Uważam, że Corralejo jest cudownym, ale bardzo specyficznym miejscem. Przy pobycie tak długim jak nasz sprawdziło się super, ale na krótsze wakacje wybrałabym chyba bardziej cool El Cotillo. W każdym razie to miasteczko zaskoczyło mnie wielokrotnie, jak zobaczcie poniżej:)
Inne wpisy o Corralejo
Subiektywny przewodnik po Corralejo
Nasze mieszkanie w Corralejo i mieszkanie mojej przyjaciółki
Turkusowy Ocean
- woda tutaj jest najpiękniejsza jaką widziałam w Europie plus wybór plaż jest ogromny, są plaże miejskie, wąskie, tłoczne, jest plaża z białym piaskiem i plaże za miastem przy Wydmach o spektakularnych falach. Moje ulubione plaże to Biała Plaża (przy Sunset Lounge) i plaża przy Wydmach Playa Alzada.
Wegańskie jedzenie
- nakłoni do kuchni roślinnej nawet mięsożerców, są tutaj aż 3 genialne miejsca Baobab, H2O i Dr Sanchez. Przy takich upałach takie jedzenie to zbawienie!
Wyluzowane bary
- Corralejo jest pełne surferów, większość miejsc ma super klimat. Kilka barów jest takich, ze chce się tam spędzić cały dzień. Moje ulubione to Sunset Lounge, Gilda, El Aqua, wszystkie przy Oceanie.
Włoskie jedzenie
- w Corralejo mieszka mnóstwo Włochów. Tak wielu, że praktycznie nie trzeba znać hiszpańskiego. Ja z moim włoskim miałam się świetnie. Większość z nich prowadzi knajpy i gotują tradycyjne włoskie jedzenie z hiszpańskim zacięciem, combo idealne! Najpyszniejsze risotto z owocami morza czy ravioli z małżami jadłam tutaj w Corralejo!

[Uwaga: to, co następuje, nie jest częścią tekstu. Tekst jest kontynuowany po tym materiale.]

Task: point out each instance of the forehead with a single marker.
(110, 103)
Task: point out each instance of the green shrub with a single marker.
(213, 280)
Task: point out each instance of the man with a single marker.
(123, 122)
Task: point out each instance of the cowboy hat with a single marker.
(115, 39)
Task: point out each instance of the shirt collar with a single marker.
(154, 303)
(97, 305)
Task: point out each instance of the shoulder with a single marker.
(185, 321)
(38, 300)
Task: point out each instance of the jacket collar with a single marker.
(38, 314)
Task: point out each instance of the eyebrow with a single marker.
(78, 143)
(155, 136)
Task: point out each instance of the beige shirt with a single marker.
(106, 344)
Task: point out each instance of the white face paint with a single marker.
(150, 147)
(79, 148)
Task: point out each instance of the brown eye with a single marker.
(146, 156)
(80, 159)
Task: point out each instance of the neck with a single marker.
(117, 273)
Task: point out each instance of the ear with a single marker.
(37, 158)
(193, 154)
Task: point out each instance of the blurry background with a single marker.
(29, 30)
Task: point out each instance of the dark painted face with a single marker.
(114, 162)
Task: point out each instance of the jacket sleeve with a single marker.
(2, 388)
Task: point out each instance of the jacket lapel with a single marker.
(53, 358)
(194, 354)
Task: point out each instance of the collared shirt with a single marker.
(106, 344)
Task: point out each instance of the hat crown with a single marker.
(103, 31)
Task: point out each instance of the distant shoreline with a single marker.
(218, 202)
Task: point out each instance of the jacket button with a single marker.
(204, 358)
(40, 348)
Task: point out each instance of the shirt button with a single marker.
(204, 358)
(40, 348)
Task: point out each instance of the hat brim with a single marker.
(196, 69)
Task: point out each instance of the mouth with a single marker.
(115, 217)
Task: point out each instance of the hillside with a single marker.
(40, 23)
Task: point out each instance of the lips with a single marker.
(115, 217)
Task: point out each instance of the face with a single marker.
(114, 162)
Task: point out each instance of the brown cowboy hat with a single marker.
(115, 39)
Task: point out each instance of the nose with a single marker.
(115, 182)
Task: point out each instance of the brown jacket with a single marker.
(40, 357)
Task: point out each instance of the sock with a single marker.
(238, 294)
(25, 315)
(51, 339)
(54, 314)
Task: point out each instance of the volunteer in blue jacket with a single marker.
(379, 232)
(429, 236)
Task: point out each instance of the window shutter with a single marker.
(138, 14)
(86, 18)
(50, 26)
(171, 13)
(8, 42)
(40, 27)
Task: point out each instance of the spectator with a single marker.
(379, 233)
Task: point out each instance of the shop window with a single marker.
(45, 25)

Biała Plaża (Playa de Vista Lobos)
- zrobiła na mnie ogromne wrażenie, bo nie dość, że aby ją odkryć trzeba minąć piękne domy nad Oceanem z basenami i ogrodami to jeszcze jest tam świetny bar. Turkusowa woda, biały przyjemny piaseczek, pustki. Świetne miejsce.
Wydmy
- już jadąc z lotniska kiedy moim oczom ukazał się bezkres delikatnego jasnego piasku oraz turkus wody wiedziałam, że to miejsce mnie zachwyci. Wydmy mają swoje plusy bo tworzą nieziemski krajobraz. Ale i minusy w postaci piaskowych burz, a także tego, że trzeba je pokonać aby dostać się do większości fajnych plaż jak Flag Beach. Dlatego ja polecam jechać dalej i wybrać te plaże przy Wydmach, które są przy drodze.
Architektura i drzwi
- Centrum Corralejo to piękna biała zabudowa z kolorowymi drzwiami. Zachwyt totalny. Oczywiście jest też turystyczna część, ale jej jakoś mega nie polecam. Wystarczy skręcić w Avenidas Grandes Playas (jest wzdłuż ścieżka rowerowa) i już można zachwycać się pięknymi willami z egzotycznymi ogródkami. Jeśli chodzi o Centrum to ja lubię część od Calle Lepanto w górę aż do Bristolu.
Surfing
- w Corralejo są świetne warunki do pływania, jest mnóstwo szkoł surfingu oraz ten luźny i sympatyczny klimat miasteczka surferskiego.
Lobos
- wyspa lazurowych plaż znajduje się zaledwie 15 minut promem z miasteczka, bilety można kupić w Porcie. Na Wyspie nie ma nic poza pięknymi plażami i barem serwującym genialną paelle, koniecznie zarezerwujcie stolik!
Lanzarotte
- wspaniała Wyspa na której spędziliśmy pierwsze wakacje na Wyspach Kanaryjskich, prom płynie około 30 minut. Startuję właśnie w Corralejo. Na miejscu warto odwiedzić Dom Maniriqua oraz pozachwycać się architekturą. Na Lanzarotte występuję tylko biała, niska zabudowa. Robi to ogromne wrażenie. Bilety na Lanzarotte kupicie w Porcie.